Casi cuanto topa en el trayecto tiene gusto a mañana, pues está apenas
erigiéndose o se improvisa. Y eso no es, de nuevo, cualquier cosa y cala muy
dentro del muchacho, advirtiéndole que el mundo está rehaciéndose sin parar[11].
Y aunque nadie lo convoque a meter la mano en el asunto, o de hecho le advierta
que se aparte, el mensaje es claro: si las puertas de la transformación quedan
abierta, también lo están para él.
Ningún otro rasgo, creo, define con tal precisión a mi abuelo, como ése: el
hacerse a sí mismo, hoy, durante la creación del Sindicato Minero de Obreros
Asturianos (SOMA), la Revolución de 1934, la Guerra Civil y el exilio. En su
caso, a diferencia de quienes perciben algo semejante y, con recursos o sed de
riquezas, se preparan a hacer el futuro a solas o con un círculo familiar,
Belarmino, por encima aún de su posible deseo, no encontrará más alternativa
que ir en compañía de muchos, y cuánto mayor sea el número, mejor.
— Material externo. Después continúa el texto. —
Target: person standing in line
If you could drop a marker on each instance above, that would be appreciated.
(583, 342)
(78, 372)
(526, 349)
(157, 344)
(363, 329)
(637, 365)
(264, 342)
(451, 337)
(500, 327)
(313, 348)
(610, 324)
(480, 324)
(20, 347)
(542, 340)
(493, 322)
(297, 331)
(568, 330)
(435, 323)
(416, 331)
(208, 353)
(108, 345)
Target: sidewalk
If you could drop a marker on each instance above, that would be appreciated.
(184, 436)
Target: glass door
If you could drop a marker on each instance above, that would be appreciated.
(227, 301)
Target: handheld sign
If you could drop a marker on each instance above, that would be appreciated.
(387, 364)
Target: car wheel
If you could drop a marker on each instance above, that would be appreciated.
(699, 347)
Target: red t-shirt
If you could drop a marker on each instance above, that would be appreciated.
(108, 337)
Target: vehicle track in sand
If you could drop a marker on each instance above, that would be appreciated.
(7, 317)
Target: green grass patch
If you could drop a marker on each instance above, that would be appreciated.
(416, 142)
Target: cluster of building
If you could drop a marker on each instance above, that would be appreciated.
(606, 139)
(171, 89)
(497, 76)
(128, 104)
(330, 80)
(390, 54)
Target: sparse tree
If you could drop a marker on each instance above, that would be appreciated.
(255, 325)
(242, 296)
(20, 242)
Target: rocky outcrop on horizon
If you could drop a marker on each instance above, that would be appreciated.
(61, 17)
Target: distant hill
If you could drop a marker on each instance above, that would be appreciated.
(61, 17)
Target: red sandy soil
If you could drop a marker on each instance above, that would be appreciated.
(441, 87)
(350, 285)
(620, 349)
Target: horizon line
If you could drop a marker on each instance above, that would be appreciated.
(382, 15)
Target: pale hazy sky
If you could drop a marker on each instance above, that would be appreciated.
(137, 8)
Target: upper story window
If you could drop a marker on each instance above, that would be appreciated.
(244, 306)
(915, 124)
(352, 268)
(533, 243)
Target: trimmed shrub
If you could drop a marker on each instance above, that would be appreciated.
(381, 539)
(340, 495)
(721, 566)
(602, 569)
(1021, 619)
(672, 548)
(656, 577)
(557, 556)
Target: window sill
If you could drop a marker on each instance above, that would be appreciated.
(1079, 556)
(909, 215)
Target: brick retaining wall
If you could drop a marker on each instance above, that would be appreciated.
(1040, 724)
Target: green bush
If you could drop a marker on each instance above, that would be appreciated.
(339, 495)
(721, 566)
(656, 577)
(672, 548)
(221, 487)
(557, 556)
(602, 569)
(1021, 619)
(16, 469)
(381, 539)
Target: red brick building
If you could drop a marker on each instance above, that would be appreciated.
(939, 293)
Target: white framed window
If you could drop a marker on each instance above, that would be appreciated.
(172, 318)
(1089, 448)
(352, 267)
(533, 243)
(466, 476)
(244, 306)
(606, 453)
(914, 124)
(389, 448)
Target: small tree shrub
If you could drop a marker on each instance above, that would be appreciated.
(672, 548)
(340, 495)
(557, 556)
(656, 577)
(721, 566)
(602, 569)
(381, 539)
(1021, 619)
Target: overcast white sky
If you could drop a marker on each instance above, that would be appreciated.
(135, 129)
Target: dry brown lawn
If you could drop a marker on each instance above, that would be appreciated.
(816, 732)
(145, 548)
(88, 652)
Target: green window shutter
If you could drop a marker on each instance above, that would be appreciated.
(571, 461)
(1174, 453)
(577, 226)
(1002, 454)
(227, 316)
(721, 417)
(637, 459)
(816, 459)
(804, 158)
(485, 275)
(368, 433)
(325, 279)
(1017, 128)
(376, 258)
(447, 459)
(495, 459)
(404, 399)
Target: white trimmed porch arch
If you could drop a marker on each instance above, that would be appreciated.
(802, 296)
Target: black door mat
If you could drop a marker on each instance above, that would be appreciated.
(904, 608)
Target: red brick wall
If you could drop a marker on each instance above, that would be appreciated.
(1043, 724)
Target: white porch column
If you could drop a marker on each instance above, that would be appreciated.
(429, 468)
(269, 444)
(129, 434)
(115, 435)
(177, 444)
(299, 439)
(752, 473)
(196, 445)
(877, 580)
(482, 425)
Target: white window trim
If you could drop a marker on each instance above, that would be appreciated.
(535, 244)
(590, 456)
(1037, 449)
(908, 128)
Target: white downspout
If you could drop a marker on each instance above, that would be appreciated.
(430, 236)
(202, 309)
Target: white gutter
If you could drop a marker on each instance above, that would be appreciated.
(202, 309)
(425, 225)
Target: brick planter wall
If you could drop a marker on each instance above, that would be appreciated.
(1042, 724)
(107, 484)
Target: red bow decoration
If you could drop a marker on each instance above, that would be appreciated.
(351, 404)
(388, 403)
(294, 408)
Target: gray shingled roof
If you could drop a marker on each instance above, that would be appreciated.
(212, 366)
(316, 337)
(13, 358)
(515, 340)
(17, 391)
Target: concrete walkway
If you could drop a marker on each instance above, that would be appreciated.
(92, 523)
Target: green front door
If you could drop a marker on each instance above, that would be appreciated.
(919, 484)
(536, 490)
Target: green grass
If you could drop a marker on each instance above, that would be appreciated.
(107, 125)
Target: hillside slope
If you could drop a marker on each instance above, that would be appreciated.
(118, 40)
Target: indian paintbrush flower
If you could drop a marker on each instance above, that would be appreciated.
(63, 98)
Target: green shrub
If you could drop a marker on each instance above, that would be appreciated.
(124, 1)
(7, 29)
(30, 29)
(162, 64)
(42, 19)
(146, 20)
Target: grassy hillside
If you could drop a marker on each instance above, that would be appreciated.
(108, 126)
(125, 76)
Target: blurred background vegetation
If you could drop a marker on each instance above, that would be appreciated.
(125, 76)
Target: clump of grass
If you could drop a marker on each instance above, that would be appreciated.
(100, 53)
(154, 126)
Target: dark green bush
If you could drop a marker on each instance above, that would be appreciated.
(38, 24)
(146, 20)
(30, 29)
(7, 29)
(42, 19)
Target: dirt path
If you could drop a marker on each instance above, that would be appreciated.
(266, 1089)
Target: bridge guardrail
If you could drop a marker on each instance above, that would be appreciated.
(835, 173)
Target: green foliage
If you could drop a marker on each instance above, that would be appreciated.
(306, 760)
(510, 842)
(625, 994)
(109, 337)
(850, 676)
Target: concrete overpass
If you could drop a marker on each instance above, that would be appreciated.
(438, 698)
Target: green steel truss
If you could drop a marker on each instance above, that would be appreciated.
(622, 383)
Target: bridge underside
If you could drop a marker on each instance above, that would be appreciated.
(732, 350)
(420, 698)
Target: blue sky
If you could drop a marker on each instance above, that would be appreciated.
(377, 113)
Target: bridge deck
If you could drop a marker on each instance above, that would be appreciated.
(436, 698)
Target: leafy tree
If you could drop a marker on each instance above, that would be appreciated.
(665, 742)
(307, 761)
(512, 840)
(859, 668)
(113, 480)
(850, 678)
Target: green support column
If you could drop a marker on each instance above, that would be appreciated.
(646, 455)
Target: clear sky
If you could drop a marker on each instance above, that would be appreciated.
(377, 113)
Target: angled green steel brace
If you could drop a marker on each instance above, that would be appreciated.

Eso desborda el pequeño ámbito geográfico que conoce y del que tal vez trata de
imaginar en el tráfico de los barcos, de los hombres y las mercancías portados
por ellos. Y de vuelta topamos con temas centrales: la sociedad mundial en
surgimiento hace un siglo[12],
y la imaginación.
Aproximadamente entre los años 1901-1903 en el cual anda ahora nuestra
historia, Manuel Vigil está sentando las bases del socialismo asturiano. El
hombre es consciente, claro, de seguir las huellas de cientos de miles de
hombres y mujeres de Europa y otras partes[13],
que produjeron o contribuyeron a sucesos tan culminantes como las revoluciones
de 1848 y la Comuna de 1871 en París.
La primera hermana del abuelo, Paz, sirve en la finca de un médico de Ceares,
El ama es remilgosa y malhumorienta, y un día tacha de “guarra” a la cría. De
tarde ésta se acerca al provisional hogar de la familia, entre llantos se
sincera con la madre y da marcha atrás, a la finca.
La mañana siguiente Belarmino, de doce años, es enterado del asunto y no duda:
se presenta en casa del médico, dice cuatro verdades a la señora y de la mano
saca para siempre de allí a la hermana.
Aunque el gesto es noble y justiciero, tiene un no pequeño coste: la familia se
queda sin un ingreso modesto pero insustituible. ¿Se lo reclaman Sandalio o
Cándida? No, y el hecho tiene una honda significación. En silencio, respetando
la autoridad de la pareja, el único hijo varón toma cada vez más las riendas de
la familia.
De modo que debe darse crédito a quienes afirman que del muchacho sale la idea
de marcharse a la cuenca del Nalón, en el nuevo acto revolucionario con el cual
los Tomás Álvarez imitan a miles de los que crecientemente, y en el más
estricto sentido del término, son sus semejantes.